Diet and weight play strong roles in the development of kidney stones. Low fluid intake and high intakes of sodium as well as animal fat and proteins can contribute to kidney stones as well. Share the tips that follow with your shoppers to help them avoid this painful occurrence.
While kidney stones are most common after age 40, they can develop at any age, and the numbers are increasing. The number of Americans getting kidney stones has nearly doubled since 1994, according to UCLA and the RAND Corp. According to the study, 1 in 11 Americans, or 8.8 percent, suffer a kidney stone. The study reviewed responses collected from 2007 to 2010 from 12,110 individuals. In 1994, the ratio was 1 in 20.

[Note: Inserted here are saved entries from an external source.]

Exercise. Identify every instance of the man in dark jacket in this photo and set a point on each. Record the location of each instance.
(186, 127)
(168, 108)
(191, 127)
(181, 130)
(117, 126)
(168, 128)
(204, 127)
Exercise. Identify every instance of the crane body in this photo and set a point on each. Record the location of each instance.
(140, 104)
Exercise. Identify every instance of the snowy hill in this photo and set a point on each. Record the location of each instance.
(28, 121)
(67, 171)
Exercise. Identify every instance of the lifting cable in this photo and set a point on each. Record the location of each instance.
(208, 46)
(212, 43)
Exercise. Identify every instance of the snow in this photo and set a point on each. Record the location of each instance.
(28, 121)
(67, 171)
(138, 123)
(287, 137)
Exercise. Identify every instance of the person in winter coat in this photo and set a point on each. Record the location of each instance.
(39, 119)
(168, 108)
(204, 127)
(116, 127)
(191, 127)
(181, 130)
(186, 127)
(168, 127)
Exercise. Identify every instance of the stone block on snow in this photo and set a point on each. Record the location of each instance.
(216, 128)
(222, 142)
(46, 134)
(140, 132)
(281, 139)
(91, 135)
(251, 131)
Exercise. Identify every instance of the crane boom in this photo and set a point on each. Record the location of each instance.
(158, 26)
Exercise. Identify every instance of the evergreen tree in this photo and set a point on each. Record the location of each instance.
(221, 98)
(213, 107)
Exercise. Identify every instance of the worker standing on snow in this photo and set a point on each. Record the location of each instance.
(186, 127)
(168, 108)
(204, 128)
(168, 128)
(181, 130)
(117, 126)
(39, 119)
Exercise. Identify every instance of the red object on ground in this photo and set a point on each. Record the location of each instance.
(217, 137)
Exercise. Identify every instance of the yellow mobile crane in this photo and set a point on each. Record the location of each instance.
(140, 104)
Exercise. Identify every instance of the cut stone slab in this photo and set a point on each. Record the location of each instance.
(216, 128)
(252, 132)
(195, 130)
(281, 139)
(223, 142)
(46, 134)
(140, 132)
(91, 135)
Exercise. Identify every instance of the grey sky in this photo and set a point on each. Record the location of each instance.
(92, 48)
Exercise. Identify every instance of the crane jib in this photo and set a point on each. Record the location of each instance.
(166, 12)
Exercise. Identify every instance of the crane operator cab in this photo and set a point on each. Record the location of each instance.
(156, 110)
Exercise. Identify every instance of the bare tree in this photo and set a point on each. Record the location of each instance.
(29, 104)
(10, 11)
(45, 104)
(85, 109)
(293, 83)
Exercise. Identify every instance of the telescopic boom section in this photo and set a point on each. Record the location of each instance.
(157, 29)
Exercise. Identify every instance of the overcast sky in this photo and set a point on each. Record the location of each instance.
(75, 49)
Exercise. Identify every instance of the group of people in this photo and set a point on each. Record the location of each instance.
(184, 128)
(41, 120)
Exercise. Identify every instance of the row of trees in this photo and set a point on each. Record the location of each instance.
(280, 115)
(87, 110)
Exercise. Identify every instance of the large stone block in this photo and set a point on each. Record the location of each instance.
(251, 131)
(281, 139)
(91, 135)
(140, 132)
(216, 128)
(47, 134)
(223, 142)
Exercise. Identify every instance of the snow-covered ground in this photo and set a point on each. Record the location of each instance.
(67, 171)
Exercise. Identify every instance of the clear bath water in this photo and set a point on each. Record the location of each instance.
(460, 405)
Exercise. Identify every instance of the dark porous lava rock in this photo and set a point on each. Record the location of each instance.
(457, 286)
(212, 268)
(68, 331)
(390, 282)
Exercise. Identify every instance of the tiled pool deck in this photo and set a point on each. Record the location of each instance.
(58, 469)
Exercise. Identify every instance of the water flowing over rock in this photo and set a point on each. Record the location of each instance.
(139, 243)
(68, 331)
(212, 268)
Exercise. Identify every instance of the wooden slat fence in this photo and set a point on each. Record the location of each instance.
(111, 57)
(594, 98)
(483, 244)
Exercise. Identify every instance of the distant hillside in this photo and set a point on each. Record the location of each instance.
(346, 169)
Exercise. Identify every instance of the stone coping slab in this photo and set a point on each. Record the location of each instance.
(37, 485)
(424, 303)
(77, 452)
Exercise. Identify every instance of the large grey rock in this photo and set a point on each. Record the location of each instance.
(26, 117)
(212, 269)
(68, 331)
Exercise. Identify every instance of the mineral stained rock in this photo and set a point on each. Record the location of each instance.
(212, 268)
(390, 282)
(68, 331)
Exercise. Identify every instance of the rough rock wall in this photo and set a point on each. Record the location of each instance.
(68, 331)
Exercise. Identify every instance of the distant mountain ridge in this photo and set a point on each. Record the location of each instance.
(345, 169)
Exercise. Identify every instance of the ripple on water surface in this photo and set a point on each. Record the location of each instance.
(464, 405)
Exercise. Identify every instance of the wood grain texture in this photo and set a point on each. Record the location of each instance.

The dietary factors associated with kidney stones are the same as those related to high blood pressure, heart disease, and diabetes. To add to that, once a person gets more than one stone, other stones are likely to develop.
Why the increase in kidney stones? While it is possible that better reporting and treatment options for kidney stones may have contributed to the numbers, there are other factors that might lend themselves to the development of kidney stones in children and adults - the increase in obesity and poor nutrition.
Kidney stones are a hard mass developed from crystals that separate from the urine within the urinary tract. The most common type of stone contains calcium in combination with either oxalate or phosphate. These chemicals are part of a person’s normal diet and make up important parts of the body, such as bones and muscles.
What can you do to help your shoppers prevent kidney stones?
Hydration and a proper diet are the best ways to prevent stone formation. Drinking fresh lemon in water may help reduce the risk of kidney stone formation. Lemon juice increases the level of citrate in the urine, which in turn may prevent the formation of kidney stones.
Additionally, for some, avoiding certain high-oxalate foods* can aid in prevention. Those foods include: rhubarb, spinach, beets, Swiss chard, wheat germ, soybean crackers, peanuts, okra, chocolate, and sweet potatoes. Medium-oxalate foods include: grits, grapes, celery, green pepper, red raspberries, fruitcake, strawberries, marmalade and liver.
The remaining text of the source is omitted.